Tissue metabolomics highlight the physiological differences and the metabolic expertise of the fat body (A) Overview of midgut and fat-body collection from blood-fed mosquitoes for metabolite extraction and UHPLC-MS/MS analysis. (B) Principal-component (PC) analysis of metabolomic dataset from dissected midgut and fat-body tissues. Each dot represents a pool of five tissues from the same individual. Samples are normalized by the total ion chromatogram. The dataset is log₁₀ transformed and scaled by autoscaling. (C) Venn diagram of significantly regulated metabolites between tissues or time points. Significant metabolites were selected with a false discovery rate (FDR)-adjusted p value of <0.05 and at least |2| fold-change difference. (D) Pathway analysis of top ten differential metabolic pathways between midgut and fat body at 2 and 7 dpbm. Pathway analysis used HMDB annotated metabolites and global test enrichment method, based on Aedes aegypti KEGG pathway library. Significant pathways were selected with −log₁₀(p) > 1.5 and FDR-adjusted p value of <0.05. (E) Heatmap of selected metabolites differential abundance between midgut and fat body at 2 and 7 dpbm. Significantly regulated metabolites in bold correspond to a fold change >|2| and adjusted p value of <0.05 between tissues. Metabolites are grouped by chemical classes. Carbo, carbohydrates; CA, carboxylic acids; FA, fatty acids; GL, glycerolipids; LysoPL, lysophospholipids; PL, phospholipids. (F) Selected metabolite intensity repartition in midgut and fat body at 2 and 7 dpbm. Significant differences were based on a two-way ANOVA Tukey’s multiple comparison.∗p < 0.05, ∗∗p < 0.01, ∗∗∗p < 0.001, ∗∗∗∗p < 0.0001. Error bars represent standard error of the mean. See also Table S10.

Figure 6

Insect-specific virus PCLV is highly expressed in midgut and fat-body cells at later stage post blood meal (A) Proportion of cells expressing PCLV, CFAV, and HTV in midgut and fat body at 2 and 7 dpbm.

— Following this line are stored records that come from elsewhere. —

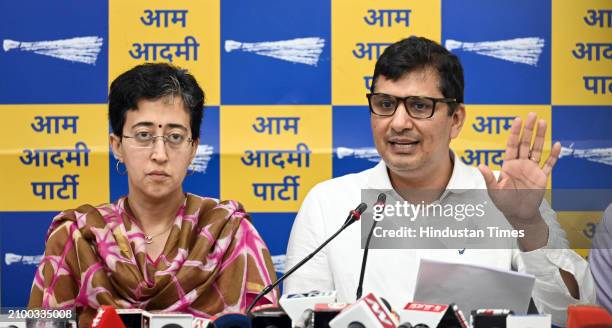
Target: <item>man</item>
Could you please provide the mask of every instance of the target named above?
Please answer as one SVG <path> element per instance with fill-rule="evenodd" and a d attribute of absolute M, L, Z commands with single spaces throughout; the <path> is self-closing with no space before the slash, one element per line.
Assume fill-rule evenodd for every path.
<path fill-rule="evenodd" d="M 612 204 L 595 230 L 589 263 L 597 290 L 597 304 L 612 313 Z"/>
<path fill-rule="evenodd" d="M 372 134 L 382 161 L 369 170 L 320 183 L 309 192 L 293 225 L 287 266 L 344 223 L 363 189 L 393 190 L 391 197 L 405 200 L 410 199 L 409 190 L 488 189 L 508 223 L 524 231 L 518 248 L 372 249 L 364 294 L 374 292 L 394 308 L 404 306 L 414 294 L 421 258 L 514 269 L 536 276 L 532 295 L 536 306 L 551 313 L 556 324 L 564 324 L 567 306 L 592 302 L 594 289 L 586 261 L 568 249 L 554 211 L 542 201 L 561 145 L 556 143 L 550 157 L 542 158 L 546 122 L 530 113 L 522 136 L 523 122 L 515 119 L 497 177 L 485 166 L 466 166 L 449 148 L 465 120 L 463 84 L 458 58 L 433 41 L 410 37 L 384 51 L 368 95 Z M 535 190 L 537 197 L 491 192 L 515 189 Z M 444 201 L 448 193 L 438 196 Z M 363 255 L 360 232 L 358 224 L 350 226 L 287 279 L 285 292 L 336 290 L 339 301 L 354 301 Z"/>

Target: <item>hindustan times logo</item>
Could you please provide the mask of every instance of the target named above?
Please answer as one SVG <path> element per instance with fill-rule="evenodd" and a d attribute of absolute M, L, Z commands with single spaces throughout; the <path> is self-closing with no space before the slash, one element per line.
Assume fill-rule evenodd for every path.
<path fill-rule="evenodd" d="M 377 204 L 373 207 L 373 219 L 380 222 L 385 217 L 405 217 L 410 221 L 415 221 L 417 217 L 447 217 L 457 221 L 466 218 L 485 215 L 486 201 L 478 204 L 425 204 L 424 201 L 417 204 L 397 201 L 395 204 Z"/>

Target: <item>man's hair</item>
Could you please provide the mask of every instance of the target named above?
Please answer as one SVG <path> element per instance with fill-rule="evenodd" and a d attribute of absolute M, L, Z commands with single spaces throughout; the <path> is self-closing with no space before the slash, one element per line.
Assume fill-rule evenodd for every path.
<path fill-rule="evenodd" d="M 119 75 L 110 86 L 108 117 L 113 133 L 123 136 L 128 110 L 137 110 L 140 100 L 180 97 L 189 113 L 192 139 L 200 137 L 204 91 L 187 70 L 166 63 L 138 65 Z"/>
<path fill-rule="evenodd" d="M 444 97 L 455 98 L 457 103 L 463 103 L 463 67 L 459 58 L 435 41 L 416 36 L 398 41 L 385 49 L 376 62 L 370 92 L 374 92 L 381 75 L 397 81 L 406 73 L 422 69 L 438 72 L 438 88 Z M 457 104 L 449 104 L 448 114 L 451 115 L 456 108 Z"/>

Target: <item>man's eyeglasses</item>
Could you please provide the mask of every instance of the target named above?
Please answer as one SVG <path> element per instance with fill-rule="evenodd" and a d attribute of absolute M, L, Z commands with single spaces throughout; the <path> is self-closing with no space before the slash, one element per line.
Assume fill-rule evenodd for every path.
<path fill-rule="evenodd" d="M 456 103 L 454 98 L 396 97 L 386 93 L 368 93 L 370 112 L 379 116 L 393 116 L 401 102 L 412 118 L 424 119 L 433 116 L 437 103 Z"/>
<path fill-rule="evenodd" d="M 162 138 L 164 144 L 170 149 L 181 150 L 185 148 L 185 145 L 193 142 L 193 139 L 188 138 L 180 133 L 170 133 L 168 135 L 154 136 L 150 132 L 137 132 L 133 136 L 122 136 L 121 138 L 129 139 L 130 146 L 134 148 L 153 148 L 155 146 L 155 140 Z"/>

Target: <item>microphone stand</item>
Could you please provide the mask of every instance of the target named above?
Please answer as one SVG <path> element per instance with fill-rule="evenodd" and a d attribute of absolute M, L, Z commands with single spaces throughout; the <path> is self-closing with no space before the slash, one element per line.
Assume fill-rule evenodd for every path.
<path fill-rule="evenodd" d="M 304 259 L 302 259 L 299 263 L 297 263 L 296 265 L 294 265 L 291 269 L 289 269 L 287 272 L 285 272 L 280 278 L 278 278 L 278 280 L 276 280 L 274 283 L 269 284 L 268 286 L 266 286 L 259 294 L 257 294 L 257 296 L 255 297 L 255 299 L 251 302 L 251 304 L 249 305 L 249 307 L 247 308 L 247 315 L 251 314 L 251 310 L 253 310 L 253 307 L 255 307 L 255 304 L 257 304 L 257 302 L 264 297 L 265 295 L 267 295 L 269 292 L 271 292 L 276 286 L 278 286 L 281 282 L 283 282 L 287 277 L 289 277 L 295 270 L 299 269 L 302 265 L 304 265 L 306 262 L 308 262 L 308 260 L 310 260 L 313 256 L 315 256 L 321 249 L 323 249 L 323 247 L 325 247 L 325 245 L 327 245 L 330 241 L 332 241 L 334 238 L 336 238 L 336 236 L 338 234 L 340 234 L 342 231 L 344 231 L 344 229 L 346 229 L 348 226 L 350 226 L 351 224 L 353 224 L 355 221 L 359 220 L 359 218 L 361 217 L 361 213 L 363 213 L 366 208 L 368 206 L 365 203 L 361 203 L 359 204 L 359 206 L 357 206 L 356 209 L 352 210 L 348 217 L 346 218 L 346 221 L 344 222 L 344 224 L 340 227 L 340 229 L 338 229 L 338 231 L 336 231 L 336 233 L 334 233 L 333 235 L 331 235 L 331 237 L 327 238 L 327 240 L 321 244 L 321 246 L 319 246 L 317 249 L 315 249 L 312 253 L 308 254 L 308 256 L 306 256 Z"/>
<path fill-rule="evenodd" d="M 385 200 L 387 199 L 387 195 L 384 193 L 380 193 L 378 195 L 378 200 L 376 201 L 376 205 L 385 205 Z M 361 260 L 361 273 L 359 274 L 359 285 L 357 285 L 357 298 L 360 299 L 363 294 L 363 278 L 365 276 L 366 263 L 368 262 L 368 251 L 370 250 L 370 240 L 372 239 L 372 233 L 374 232 L 374 228 L 376 228 L 376 224 L 378 221 L 374 220 L 372 223 L 372 227 L 370 228 L 370 232 L 368 233 L 368 238 L 366 239 L 365 249 L 363 250 L 363 259 Z"/>

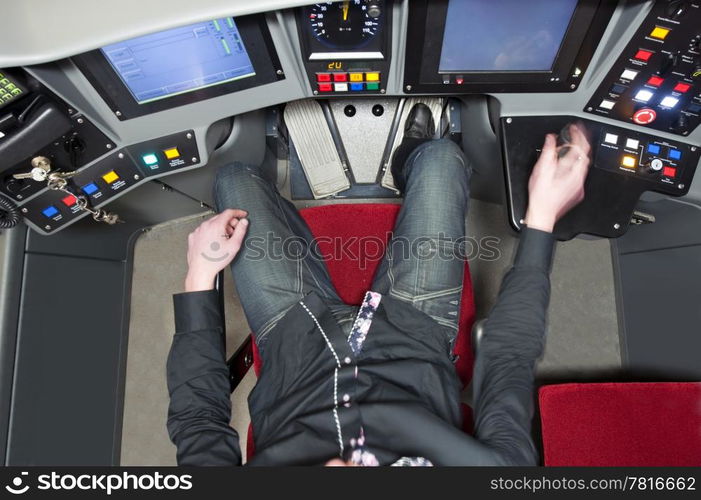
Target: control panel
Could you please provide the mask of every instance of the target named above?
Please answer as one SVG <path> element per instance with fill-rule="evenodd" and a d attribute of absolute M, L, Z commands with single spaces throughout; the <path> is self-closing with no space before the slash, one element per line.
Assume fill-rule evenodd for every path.
<path fill-rule="evenodd" d="M 592 167 L 584 201 L 555 226 L 559 239 L 579 233 L 607 238 L 623 235 L 645 191 L 683 196 L 689 191 L 701 149 L 646 133 L 570 116 L 524 116 L 502 119 L 504 159 L 511 223 L 523 225 L 528 206 L 528 179 L 543 139 L 570 123 L 586 129 L 592 145 Z"/>
<path fill-rule="evenodd" d="M 386 92 L 389 4 L 351 0 L 298 9 L 302 57 L 314 95 Z"/>
<path fill-rule="evenodd" d="M 89 215 L 81 207 L 100 209 L 136 185 L 200 162 L 192 130 L 153 139 L 114 151 L 68 178 L 65 190 L 52 190 L 44 182 L 39 194 L 20 204 L 26 221 L 42 234 L 53 234 Z M 83 200 L 79 200 L 82 198 Z"/>
<path fill-rule="evenodd" d="M 659 0 L 585 111 L 693 132 L 701 123 L 701 2 Z"/>

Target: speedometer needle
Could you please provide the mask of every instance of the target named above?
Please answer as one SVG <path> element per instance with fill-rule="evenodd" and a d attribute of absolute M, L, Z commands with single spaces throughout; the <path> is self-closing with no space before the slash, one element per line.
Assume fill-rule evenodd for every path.
<path fill-rule="evenodd" d="M 343 20 L 348 21 L 348 7 L 350 7 L 350 0 L 343 2 Z"/>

Data were analyzed with a Fisher's exact test, ∗∗∗∗p < 0.00001. nd, not detected. (B) Dotplot showing PCLV expression for midgut (top) and fat-body (bottom) clusters. Dot color shows relative average expression intensity at 2 dpbm (red) and 7 dpbm (blue). Dot size reflects the percentage of cells expressing PCLV in each cell cluster. (C) Proportion of PCLV-positive cells in each cluster at 7 dpbm. Higher proportions significant by chi-squared test with Bonferroni correction, ∗p < 0.05. (D) Dotplot showing top ten genes differentially expressed between PCLV-positive and PCLV-negative cells at 7 dpbm. Dot size reflects the percentage of cells expressing corresponding genes in each cell cluster. (E) Violin plot showing top five gene markers differentially expressed between PCLV-positive and PCLV-negative cells within EC-like2 and merged OE and OE-like clusters at 7 dpbm.